Contracts need scrutiny for ‘unfairness’
BUSINESS leaders are going to have to get their heads around new small business contract law provisions and modify their approaches, according to Optimum Recoveries managing director Angela McDonald
New provisions came into force in November to help protect small businesses from unfair terms in contracts – and they also apply to standard form contracts entered into or renewed from November 12, 2016.
Ms McDonald said the law highlighted some examples of terms that may be unfair, including terms that enable a business to avoid or limit their obligations under the contract; enable a business to terminate the contract; penalise a business for breaching or terminating the contract; or enable a business to vary the terms of the contract.

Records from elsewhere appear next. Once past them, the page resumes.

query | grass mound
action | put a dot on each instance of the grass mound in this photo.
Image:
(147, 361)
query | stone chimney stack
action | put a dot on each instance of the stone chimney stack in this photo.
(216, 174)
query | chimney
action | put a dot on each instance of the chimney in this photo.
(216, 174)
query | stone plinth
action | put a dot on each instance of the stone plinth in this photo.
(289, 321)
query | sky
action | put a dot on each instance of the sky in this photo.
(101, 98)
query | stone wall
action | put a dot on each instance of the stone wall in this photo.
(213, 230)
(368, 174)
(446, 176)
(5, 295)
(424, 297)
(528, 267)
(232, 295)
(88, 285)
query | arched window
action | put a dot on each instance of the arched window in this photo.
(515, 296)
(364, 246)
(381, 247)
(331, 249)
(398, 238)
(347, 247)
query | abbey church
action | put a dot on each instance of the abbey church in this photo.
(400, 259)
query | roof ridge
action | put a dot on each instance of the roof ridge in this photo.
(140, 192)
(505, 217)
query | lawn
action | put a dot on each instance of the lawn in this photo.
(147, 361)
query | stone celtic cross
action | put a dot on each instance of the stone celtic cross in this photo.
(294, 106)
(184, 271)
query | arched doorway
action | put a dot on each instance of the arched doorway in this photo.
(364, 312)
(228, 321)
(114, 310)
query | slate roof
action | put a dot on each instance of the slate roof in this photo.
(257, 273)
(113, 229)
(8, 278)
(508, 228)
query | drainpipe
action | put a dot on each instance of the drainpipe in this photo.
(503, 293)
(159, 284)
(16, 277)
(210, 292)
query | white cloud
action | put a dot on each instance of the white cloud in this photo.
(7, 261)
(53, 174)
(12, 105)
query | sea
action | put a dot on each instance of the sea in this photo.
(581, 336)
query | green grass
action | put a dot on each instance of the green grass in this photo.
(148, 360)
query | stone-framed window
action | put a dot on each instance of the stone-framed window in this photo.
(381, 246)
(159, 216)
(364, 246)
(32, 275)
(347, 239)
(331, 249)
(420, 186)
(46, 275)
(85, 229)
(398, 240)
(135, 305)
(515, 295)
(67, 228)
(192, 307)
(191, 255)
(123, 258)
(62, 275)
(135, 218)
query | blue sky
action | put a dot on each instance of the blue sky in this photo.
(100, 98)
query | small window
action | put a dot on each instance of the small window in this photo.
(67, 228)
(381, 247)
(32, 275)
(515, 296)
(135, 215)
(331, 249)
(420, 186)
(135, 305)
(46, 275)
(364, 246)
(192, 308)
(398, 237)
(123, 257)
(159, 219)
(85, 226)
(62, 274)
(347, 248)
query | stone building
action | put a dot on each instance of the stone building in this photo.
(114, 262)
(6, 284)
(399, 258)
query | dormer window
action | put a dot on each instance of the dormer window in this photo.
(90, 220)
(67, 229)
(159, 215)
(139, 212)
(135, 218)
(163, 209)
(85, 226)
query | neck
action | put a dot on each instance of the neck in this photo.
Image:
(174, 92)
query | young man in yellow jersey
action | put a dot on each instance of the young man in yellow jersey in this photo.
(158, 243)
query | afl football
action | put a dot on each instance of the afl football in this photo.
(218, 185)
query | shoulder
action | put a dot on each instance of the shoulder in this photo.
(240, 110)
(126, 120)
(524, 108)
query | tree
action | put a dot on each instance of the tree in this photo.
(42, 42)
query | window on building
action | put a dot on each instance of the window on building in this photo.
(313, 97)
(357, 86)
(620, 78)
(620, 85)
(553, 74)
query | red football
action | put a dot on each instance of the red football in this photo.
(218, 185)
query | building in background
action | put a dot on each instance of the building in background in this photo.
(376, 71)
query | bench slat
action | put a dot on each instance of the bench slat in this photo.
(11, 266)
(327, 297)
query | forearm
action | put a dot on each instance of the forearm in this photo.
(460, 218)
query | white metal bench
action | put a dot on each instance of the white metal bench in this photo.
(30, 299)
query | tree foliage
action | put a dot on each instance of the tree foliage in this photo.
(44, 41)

“Most small businesses use standard form contracts: these are ‘generic’ contracts where the other party has little or no opportunity to negotiate the terms – in other words, take it or leave it,” Ms McDonald said.
“If a court or tribunal finds that a term is ‘unfair’, the term will be considered void – this means it is not binding on the parties,” she said. “The rest of the contract will continue to bind the parties to the extent it is capable of operating without the unfair term.”
Ms McDonald said most of Optimum’s clients were seeking urgent assistance with standard form contracts they were presently using, to ensure they were legally binding under the new laws.
These included franchise agreements, manufacturing and distribution agreements, business terms and conditions, licence agreements, service agreements and leases. Optimum Recoveries is a 2016 Queensland Leaders Executive Member.